In [5]: [w.lemma_ for w in en(u'reimbur, reimbur...')]
Out[5]: [u'reimburse', u',', u'reimburse', u'...']

In [6]: [w.lemma_ for w in en(u'reimbur, reimbur...')]
Out[6]: [u'reimbur', u',', u'reimbur', u'...']

I tried out some other variations and found pretty odd behavior that might help track down the root cause. The following commands were run after running the above, with no modifications to the en object or its attributes. It seems that this issue does not occur when the token does not have prefixes or suffixes. For those tokens that do have prefixes or suffixes, it occurs after the first time the token has been seen with that particular prefix/suffix.

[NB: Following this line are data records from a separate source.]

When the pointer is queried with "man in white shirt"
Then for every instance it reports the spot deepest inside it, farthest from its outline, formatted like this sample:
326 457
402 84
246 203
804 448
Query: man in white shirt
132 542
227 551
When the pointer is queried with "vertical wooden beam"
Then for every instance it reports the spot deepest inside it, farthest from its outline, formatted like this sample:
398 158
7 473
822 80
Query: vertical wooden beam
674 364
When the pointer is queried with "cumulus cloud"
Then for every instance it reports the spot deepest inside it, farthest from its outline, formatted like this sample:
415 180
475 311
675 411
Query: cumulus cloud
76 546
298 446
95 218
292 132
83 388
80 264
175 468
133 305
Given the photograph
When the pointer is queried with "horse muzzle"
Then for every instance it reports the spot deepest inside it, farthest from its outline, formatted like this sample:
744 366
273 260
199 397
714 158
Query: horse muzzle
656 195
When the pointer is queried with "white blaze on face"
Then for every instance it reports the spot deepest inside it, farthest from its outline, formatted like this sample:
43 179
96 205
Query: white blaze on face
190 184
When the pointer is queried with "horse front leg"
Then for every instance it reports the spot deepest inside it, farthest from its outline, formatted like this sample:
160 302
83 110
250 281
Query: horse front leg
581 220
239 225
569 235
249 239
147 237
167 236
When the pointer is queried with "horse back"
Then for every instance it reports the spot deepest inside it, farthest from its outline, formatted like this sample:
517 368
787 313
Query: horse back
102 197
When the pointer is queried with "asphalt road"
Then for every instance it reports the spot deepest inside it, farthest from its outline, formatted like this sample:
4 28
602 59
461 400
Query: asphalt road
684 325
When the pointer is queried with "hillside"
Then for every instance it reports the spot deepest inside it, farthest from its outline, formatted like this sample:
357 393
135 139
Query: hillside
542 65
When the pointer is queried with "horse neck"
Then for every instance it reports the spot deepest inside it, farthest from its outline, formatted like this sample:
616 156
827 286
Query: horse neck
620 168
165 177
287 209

This makes me wonder if it's caching-related.

In [11]: [w.lemma_ for w in en(u'reimbur, reimbur... reimbur')]
Out[11]: [u'reimbur', u',', u'reimbur', u'...', u'reimburse']

In [12]: [w.lemma_ for w in en(u'reimbur, reimbur... reimbur')]
Out[12]: [u'reimbur', u',', u'reimbur', u'...', u'reimburse']

In [13]: [w.lemma_ for w in en(u'reimbur, reimbur... reimbur.')]
Out[13]: [u'reimbur', u',', u'reimbur', u'...', u'reimburse', u'.']

In [14]: [w.lemma_ for w in en(u'reimbur, reimbur... reimbur)')]
Out[14]: [u'reimbur', u',', u'reimbur', u'...', u'reimburse', u')']

In [15]: [w.lemma_ for w in en(u'reimbur, reimbur... reimbur)')]
Out[15]: [u'reimbur', u',', u'reimbur', u'...', u'reimbur', u')']

In [16]: [w.lemma_ for w in en(u'reimbur, reimbur... reimbur.')]
Out[16]: [u'reimbur', u',', u'reimbur', u'...', u'reimbur', u'.']

In [17]: [w.lemma_ for w in en(u'(reimbur)')]
Out[17]: [u'(', u'reimburse', u')']

In [18]: [w.lemma_ for w in en(u'(reimbur)')]
Out[18]: [u'(', u'reimbur', u')']

In [19]: [w.lemma_ for w in en(u'(reimbur')]
Out[19]: [u'(', u'reimburse']

In [20]: [w.lemma_ for w in en(u'(reimbur')]
Out[20]: [u'(', u'reimbur']

Your Environment

Python version: 2.7.13
Platform: Darwin-16.7.0-x86_64-i386-64bit
spaCy version: 1.9.0
Installed models: en

bug

Source

macks22

Most helpful comment

In other news --- this was the last open bug on the whole repository.

:tada: :tada: :tada:

honnibal on 24 Oct 2017

🎉2

All 5 comments

@honnibal @ines I know you're probably both quite busy working on the upcoming 2.0 release, but could one of you please confirm if this is indeed an issue so I can decide if it's worth allocating time to fix? Thanks!

macks22 on 5 Sep 2017

@macks22 Apologies for not getting to this sooner --- quite an interesting bug! Thanks for the report.

honnibal on 20 Oct 2017

I'm really surprised this hasn't come up before, since it seems like a serious error that's been in the library since before the first release.

Here's the problem. The tokenizer works on whitespace-delimited chunks, like you would get from e.g. string.split(' '). As the tokenizer runs, we can cache any chunk that consists entirely of lexemes that are in the vocab.

The problem occurs in the interaction of this tokenization cache with the special-cases. For the special-cases, we save a TokenC* array, since we can attach lemmas, tags etc to the special-case rule. This mixing of levels has always been problematic, but I've seen no real way around it. It's just too good to set this rule all in one place.

A chunk like reimbur, in your example consists of a special-case rule, and other lexemes. This means the wider chunk wasn't being found in the initial cache. When we write out this cached result, we're only writing out the lexemes, which don't contain the lemma. Subsequently, we resolve the chunk via the cache, by-passing the special-case rule. Special-case tokenization would be preserved, but the attributes are lost.

Most of the English special-case rules refer to contractions, which happen to not take punctuation very often. This might be why the bug went undetected all this time.

honnibal on 24 Oct 2017

👍1

In other news --- this was the last open bug on the whole repository.

:tada: :tada: :tada:

honnibal on 24 Oct 2017

🎉2

This thread has been automatically locked since there has not been any recent activity after it was closed. Please open a new issue for related bugs.